Adapun yang dikenal sebagai perintah halus yang berarti memberikan perintah dengan cara yang sopan dan tidak langsung yang terkadang terdengar seperti permintaan, tapi baik pemberi perintah dan penerimanya tahu bahwa itu perintah bukan permintaan. Orang dengan kekuasaan yang sebenarnya tidak perlu menggunakan intonasi tinggi untuk mengeluarkan perintah, kehalusan dari perintah adalah ungkapan eksternal dari kewenangannya.
Kehalusan adalah manifestasi dari kekuasaan, ia bisa didapat melalui jalur asketisme tradisional dan kedisiplinan spiritual. Namun kedisiplinan spiritual ini tidak dapat dicapai dengan cara yang buruk, mencapainya hanya dimungkinkan melalui pendidikan dalam bentuk tertentu dari pengetahuan. Pengetahuan menjadi kunci dari kekuasaan. Dalam periode penting dalam kehidupan seorang satria adalah periode dimana ia mengasingkan diri dan berada dibawah pengajaran dari seorang pertapa yang ia menjalani jalur untuk mendapatkan pengetahuan esoterik.

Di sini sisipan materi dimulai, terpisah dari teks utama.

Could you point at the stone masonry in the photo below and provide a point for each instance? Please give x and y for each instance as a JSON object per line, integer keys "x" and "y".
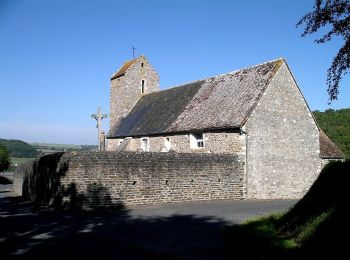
{"x": 131, "y": 178}
{"x": 125, "y": 90}
{"x": 283, "y": 151}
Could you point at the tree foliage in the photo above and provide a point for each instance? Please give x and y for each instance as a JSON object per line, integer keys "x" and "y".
{"x": 335, "y": 123}
{"x": 18, "y": 148}
{"x": 333, "y": 14}
{"x": 4, "y": 158}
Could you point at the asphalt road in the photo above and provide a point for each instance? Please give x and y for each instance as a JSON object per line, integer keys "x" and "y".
{"x": 170, "y": 231}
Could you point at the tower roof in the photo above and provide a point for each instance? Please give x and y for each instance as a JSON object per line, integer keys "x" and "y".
{"x": 123, "y": 69}
{"x": 220, "y": 102}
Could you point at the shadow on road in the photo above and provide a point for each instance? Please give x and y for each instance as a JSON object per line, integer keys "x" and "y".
{"x": 104, "y": 232}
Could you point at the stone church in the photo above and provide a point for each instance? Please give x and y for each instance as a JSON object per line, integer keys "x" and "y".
{"x": 257, "y": 113}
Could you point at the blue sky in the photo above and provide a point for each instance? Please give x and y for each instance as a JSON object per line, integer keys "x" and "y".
{"x": 56, "y": 57}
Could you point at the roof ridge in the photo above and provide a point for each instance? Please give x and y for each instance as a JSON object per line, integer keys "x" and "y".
{"x": 224, "y": 74}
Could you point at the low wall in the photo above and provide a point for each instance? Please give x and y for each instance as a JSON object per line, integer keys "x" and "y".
{"x": 130, "y": 178}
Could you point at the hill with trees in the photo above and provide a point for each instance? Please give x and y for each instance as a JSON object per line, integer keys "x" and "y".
{"x": 336, "y": 124}
{"x": 18, "y": 148}
{"x": 4, "y": 158}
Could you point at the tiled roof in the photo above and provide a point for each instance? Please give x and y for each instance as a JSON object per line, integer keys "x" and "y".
{"x": 123, "y": 69}
{"x": 328, "y": 150}
{"x": 220, "y": 102}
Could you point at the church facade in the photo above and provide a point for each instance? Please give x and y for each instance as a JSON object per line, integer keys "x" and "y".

Melek huruf dari kelas penguasa menjadi simbol kekuasaan karena kemampuan untuk melakukan lompatan kualitatif dari kondisi buta huruf. Kekuasaan mereka tidak didapatkan melalui pembentukan konsep baru melalui masyarakat (penemuan ilmu atau istilah-istilah pengetahuan baru layaknya cendekiawan atau sarjana masa kini), tapi melalui kemampuan untuk menembus dan menjaga pengetahuan lama dan rahasia.
Kekayaan seharusnya mengalir kepada pemilik kekuasaan, sebagai konsekuensi dari kekuasaan. Sama seperti pusaka, populasi negara tetangga dan lainnya tertarik kepada pusat dari kekuasaan. Kekayaan yang amat sangat yang dimiliki oleh penguasa hebat di Jawa adalah atribut dari kekuasaan, bukan cara untuk mendapatkan kekuasaan. Maka dalam tradisi politik Jawa, kekayaan mengikuti kekuasaan, bukan sebaliknya.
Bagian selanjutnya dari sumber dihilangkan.